Clearly those who are very close to the illness or tragedy are key ambassadors, advocates and champions. But you can be so close it’s hard.

SO HOW DO YOU FISH IN OTHER PONDS?

  1. You have to believe and be open to the possibility. There are two issues to overcome. One is the comfort that comes from knowing how to raise money from a particular cohort (attorneys for example). The second is more complex. In an illness-based organization, there can be a bias against those with the lived experience. You have to take a leap of faith that others will bring value.
  2. Invest in public education. People can’t engage in causes they are unaware of. Strong communications and marketing can help you swim in new and bigger ponds.
  3. Be creative In thinking about who else might care. A great example is work the folks at Big Duck (a branding firm that works with nonprofits) did with an organization called “Families of SMA.”SMA is a rare disease and the organization was trying to reach new audiences. First a name change: Cure SMA. A very smart pivot. Then they went looking for folks who cared about kids, about sick kids. Then they started to reach out to scientists who cared about rare illnesses. It worked. They took the new brand out for a spin and doubled the number of donors AND dollars. You can learn a whole lot more about this on my next podcast episode coming in just a few days…
  4. Create an organizational narrative with a universal theme. So maybe you think legal work takes a long time and feels wonky. But re-read the legal work I described and then think about the Julia Roberts’ movie based on the actual class action suit, Erin Brockovich. This wasn’t a movie about a lawyer and a long protracted suit. Yes, a lawyer was central to the story. But the real story was about how a woman and then a group of people played “David” to a company’s ‘Goliath.” A common narrative with a universal appeal.
  5. Cultivate and steward. One of the ways folks try to engage new folks in a cause they feel may not be relevant to them is through races, runs, walks. These can be very successful in raising funds but not necessarily keep these folks engaged all year round or attach them to the cause. A person likes to run and ask folks to sponsor her. This will give this new stakeholder a modest level of investment in the cause and it will be up to you to send follow-ups to folks, to send an email with news or an organizational accomplishment that cultivates that runner and begins to move her.

HERE’S THE FIRST STEP

Take 10 minutes and come up with the names of three people who would not be usual suspects for engagement. Maybe your kid has T1D and you are connected to her teacher or soccer coach.

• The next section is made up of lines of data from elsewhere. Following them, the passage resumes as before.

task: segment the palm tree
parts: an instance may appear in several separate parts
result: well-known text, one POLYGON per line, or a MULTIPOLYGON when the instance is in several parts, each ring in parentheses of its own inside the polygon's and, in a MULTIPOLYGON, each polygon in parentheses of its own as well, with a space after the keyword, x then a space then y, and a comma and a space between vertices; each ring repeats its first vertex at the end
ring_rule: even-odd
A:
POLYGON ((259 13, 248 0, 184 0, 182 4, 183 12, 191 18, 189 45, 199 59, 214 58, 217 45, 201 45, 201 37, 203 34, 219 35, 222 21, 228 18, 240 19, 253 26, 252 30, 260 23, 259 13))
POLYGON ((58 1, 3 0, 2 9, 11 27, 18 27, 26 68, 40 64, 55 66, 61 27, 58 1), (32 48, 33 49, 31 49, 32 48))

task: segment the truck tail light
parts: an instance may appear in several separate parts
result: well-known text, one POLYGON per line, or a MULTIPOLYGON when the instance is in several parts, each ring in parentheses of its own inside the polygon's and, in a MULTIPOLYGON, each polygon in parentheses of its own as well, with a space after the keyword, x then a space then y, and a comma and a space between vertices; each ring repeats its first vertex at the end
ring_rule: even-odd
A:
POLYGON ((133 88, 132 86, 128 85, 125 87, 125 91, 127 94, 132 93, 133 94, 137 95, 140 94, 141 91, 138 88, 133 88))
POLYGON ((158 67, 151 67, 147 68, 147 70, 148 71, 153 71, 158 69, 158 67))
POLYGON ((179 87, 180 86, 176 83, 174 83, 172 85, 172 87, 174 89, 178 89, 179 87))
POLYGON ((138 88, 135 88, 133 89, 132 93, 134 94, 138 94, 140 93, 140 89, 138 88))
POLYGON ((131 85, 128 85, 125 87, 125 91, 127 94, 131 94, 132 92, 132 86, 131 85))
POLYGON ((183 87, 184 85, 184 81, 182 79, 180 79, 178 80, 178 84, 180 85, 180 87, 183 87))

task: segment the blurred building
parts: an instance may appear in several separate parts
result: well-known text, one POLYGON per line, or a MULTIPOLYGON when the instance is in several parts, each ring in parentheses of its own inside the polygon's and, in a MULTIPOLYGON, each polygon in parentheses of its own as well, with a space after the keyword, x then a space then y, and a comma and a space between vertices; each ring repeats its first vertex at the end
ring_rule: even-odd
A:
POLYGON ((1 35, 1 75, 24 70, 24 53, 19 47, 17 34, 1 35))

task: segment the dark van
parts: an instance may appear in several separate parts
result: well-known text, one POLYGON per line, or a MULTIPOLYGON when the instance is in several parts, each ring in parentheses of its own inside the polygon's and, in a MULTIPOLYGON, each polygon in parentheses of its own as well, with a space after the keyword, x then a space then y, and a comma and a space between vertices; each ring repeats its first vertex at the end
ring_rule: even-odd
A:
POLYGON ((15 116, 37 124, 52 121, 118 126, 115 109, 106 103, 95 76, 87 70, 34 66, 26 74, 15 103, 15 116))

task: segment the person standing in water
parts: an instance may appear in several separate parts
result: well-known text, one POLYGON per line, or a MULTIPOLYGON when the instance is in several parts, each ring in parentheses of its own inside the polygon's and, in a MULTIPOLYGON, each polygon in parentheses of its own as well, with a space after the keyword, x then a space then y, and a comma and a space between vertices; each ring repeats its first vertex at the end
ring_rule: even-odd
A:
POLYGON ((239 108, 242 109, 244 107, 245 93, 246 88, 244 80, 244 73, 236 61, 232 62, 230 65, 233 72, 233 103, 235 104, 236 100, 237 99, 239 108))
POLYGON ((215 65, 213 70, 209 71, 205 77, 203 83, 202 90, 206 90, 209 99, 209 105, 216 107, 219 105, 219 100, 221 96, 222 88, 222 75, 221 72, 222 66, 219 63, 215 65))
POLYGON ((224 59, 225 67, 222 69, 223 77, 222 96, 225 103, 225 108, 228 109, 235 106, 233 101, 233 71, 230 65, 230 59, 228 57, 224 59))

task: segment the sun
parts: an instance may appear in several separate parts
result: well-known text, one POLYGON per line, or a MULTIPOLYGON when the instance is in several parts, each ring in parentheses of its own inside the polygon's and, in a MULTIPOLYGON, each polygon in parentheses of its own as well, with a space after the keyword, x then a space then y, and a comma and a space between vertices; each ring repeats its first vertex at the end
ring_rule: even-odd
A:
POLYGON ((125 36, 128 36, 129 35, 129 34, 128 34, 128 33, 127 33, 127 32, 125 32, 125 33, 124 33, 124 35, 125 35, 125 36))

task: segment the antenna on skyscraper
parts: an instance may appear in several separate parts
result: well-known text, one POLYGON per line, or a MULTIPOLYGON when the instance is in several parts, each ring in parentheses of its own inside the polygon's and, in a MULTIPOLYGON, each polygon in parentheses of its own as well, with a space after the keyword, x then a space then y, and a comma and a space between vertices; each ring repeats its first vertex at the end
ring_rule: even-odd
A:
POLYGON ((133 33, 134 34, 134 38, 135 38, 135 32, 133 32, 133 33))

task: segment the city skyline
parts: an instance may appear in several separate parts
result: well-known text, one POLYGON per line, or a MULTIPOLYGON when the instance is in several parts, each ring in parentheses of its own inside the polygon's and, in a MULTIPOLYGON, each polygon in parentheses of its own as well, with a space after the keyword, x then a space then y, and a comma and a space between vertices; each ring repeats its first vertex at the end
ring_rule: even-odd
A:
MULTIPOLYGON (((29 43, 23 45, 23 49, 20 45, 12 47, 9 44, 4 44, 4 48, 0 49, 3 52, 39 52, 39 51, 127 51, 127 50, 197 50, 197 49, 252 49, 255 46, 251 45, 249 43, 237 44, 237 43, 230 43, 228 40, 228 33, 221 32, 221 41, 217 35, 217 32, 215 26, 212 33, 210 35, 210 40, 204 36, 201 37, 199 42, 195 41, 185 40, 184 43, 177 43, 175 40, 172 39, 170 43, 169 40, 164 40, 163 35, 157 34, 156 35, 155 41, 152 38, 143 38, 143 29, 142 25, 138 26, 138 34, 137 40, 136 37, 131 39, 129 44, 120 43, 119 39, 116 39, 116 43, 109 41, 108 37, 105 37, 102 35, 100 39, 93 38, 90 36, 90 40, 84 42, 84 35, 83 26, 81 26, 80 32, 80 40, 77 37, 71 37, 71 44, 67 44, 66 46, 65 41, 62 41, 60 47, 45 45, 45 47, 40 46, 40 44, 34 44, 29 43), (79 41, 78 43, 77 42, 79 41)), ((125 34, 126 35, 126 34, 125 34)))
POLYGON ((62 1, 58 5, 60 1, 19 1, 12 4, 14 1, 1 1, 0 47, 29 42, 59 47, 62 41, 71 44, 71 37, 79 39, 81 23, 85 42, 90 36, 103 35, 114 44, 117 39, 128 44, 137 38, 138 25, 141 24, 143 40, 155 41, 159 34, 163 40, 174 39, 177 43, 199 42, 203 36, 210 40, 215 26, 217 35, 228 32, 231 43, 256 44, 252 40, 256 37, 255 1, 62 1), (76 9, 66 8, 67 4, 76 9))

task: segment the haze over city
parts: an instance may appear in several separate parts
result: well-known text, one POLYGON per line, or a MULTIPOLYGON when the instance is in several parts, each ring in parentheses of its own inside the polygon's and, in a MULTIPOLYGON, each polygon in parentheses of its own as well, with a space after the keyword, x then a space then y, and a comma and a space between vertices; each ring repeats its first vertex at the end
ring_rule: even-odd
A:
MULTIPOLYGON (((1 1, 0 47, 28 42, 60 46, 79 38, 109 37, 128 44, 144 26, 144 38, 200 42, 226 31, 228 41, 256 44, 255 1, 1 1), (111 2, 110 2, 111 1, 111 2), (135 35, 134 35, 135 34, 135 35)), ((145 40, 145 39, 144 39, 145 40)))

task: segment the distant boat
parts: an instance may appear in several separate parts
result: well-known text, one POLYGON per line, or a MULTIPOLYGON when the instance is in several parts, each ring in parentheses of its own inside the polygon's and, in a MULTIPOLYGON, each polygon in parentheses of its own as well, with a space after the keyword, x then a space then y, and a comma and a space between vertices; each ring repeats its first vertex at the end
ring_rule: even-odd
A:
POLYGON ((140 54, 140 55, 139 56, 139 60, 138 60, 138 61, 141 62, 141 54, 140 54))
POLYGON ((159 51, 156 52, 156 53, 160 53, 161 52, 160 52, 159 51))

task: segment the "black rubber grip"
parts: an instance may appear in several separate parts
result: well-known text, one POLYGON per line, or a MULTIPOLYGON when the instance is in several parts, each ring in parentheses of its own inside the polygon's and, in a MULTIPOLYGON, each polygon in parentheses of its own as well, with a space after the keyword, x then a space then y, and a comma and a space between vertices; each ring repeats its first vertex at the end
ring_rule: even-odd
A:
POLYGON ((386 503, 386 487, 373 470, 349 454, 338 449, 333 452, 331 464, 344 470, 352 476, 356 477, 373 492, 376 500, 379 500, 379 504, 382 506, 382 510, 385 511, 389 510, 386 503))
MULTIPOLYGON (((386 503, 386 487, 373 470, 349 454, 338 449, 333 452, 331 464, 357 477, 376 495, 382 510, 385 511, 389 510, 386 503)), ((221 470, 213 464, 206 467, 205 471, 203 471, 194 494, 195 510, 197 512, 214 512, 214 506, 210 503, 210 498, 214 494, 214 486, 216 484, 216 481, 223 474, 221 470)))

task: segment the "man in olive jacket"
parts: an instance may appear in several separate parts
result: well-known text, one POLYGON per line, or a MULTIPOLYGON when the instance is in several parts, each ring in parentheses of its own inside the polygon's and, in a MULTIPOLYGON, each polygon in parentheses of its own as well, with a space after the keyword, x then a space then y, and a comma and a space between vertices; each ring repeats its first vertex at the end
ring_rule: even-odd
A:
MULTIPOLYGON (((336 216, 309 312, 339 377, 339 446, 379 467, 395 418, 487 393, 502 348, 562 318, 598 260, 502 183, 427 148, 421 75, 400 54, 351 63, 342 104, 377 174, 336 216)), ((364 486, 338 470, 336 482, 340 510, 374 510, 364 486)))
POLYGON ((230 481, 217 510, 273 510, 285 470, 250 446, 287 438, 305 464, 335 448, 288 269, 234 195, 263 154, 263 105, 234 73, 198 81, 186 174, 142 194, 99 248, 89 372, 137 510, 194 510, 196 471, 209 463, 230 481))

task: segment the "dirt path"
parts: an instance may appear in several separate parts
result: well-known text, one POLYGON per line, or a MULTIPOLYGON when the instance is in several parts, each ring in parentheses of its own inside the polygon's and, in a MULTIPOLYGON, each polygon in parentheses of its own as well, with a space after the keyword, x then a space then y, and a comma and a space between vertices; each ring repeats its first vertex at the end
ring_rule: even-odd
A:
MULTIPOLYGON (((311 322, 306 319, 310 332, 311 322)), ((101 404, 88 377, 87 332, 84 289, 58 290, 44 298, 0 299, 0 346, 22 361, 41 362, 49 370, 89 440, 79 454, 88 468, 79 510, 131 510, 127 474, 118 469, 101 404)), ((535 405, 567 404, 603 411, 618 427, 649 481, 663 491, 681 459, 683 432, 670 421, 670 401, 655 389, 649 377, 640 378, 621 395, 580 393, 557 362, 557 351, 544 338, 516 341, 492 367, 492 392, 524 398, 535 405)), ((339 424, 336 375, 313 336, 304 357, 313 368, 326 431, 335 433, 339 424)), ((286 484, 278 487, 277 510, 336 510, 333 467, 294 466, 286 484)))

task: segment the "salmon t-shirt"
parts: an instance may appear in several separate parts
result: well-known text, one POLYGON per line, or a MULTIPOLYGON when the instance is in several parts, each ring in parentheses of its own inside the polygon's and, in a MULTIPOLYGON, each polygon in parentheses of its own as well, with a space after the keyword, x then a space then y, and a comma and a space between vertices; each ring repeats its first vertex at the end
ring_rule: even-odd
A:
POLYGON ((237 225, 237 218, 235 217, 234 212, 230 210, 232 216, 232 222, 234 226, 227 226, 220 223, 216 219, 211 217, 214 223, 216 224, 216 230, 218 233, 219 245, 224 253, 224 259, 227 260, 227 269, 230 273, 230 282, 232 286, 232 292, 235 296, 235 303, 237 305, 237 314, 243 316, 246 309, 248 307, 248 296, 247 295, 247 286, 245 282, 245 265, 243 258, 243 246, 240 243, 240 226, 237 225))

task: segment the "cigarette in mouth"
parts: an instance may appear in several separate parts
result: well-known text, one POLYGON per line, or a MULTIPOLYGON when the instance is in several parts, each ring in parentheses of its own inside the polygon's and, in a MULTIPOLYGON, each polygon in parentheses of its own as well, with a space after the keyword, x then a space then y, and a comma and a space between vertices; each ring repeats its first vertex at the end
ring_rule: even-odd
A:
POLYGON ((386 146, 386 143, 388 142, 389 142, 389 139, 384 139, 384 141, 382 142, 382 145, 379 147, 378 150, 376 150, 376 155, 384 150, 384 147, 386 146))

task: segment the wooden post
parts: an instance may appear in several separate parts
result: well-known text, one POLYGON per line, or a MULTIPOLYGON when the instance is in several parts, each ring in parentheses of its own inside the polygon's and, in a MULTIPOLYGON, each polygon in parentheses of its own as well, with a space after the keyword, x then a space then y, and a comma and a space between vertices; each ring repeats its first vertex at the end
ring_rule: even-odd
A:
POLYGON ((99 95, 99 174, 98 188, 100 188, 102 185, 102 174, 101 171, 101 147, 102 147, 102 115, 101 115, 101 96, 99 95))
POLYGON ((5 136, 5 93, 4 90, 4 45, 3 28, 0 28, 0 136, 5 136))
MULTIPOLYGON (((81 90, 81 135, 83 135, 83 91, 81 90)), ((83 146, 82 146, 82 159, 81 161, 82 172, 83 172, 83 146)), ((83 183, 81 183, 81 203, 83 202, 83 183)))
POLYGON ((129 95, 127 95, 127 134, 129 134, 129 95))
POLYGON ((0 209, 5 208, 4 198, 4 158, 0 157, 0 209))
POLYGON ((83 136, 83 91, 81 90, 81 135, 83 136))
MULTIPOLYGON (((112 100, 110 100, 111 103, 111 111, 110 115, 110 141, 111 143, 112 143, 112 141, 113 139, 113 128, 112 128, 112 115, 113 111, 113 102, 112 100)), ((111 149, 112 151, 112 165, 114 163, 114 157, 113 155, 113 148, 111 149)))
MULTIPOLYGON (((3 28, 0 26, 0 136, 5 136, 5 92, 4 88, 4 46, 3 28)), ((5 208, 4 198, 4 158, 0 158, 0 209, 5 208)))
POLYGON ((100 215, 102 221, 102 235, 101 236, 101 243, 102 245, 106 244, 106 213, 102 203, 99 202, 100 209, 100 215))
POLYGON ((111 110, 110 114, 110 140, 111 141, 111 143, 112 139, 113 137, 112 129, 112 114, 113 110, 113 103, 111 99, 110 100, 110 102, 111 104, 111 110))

Or with regard to the class action organization I mentioned above, do you know anyone who has ever been a part of one? Or, to use a overused phrase, a person who has been taken advantage of by “the man” (a big company.)

I guarantee you will come up with a few new names. Send those folks a note with a good old fashioned, easy-to-understand story about your work. End the story with “would you like to know more?”

Let us all know how it goes in the comments below!

2 thoughts on “5 Ways to Expand Your Pool of Donors and Volunteers”

  1. Joan, great words of wisdom. Likely all of us are guilty of going to those who are presently out of our circles. I really like your action points, all doable. What can it hurt to expose folks to an issue, /need they may know nothing about? As an example, my Dad was T1D and I saw how he suffered, dying at age 52. Have I ever been approached by NEED? Nope. Would I give, possibly, but somehow need to learn of them.
    So appreciate all your articles.

  2. Right. the question is how do organization dedicate time and energy to developing a more creative outreach strategy. Thanks for your comment and I’m sorry you lost your dad at such a young age.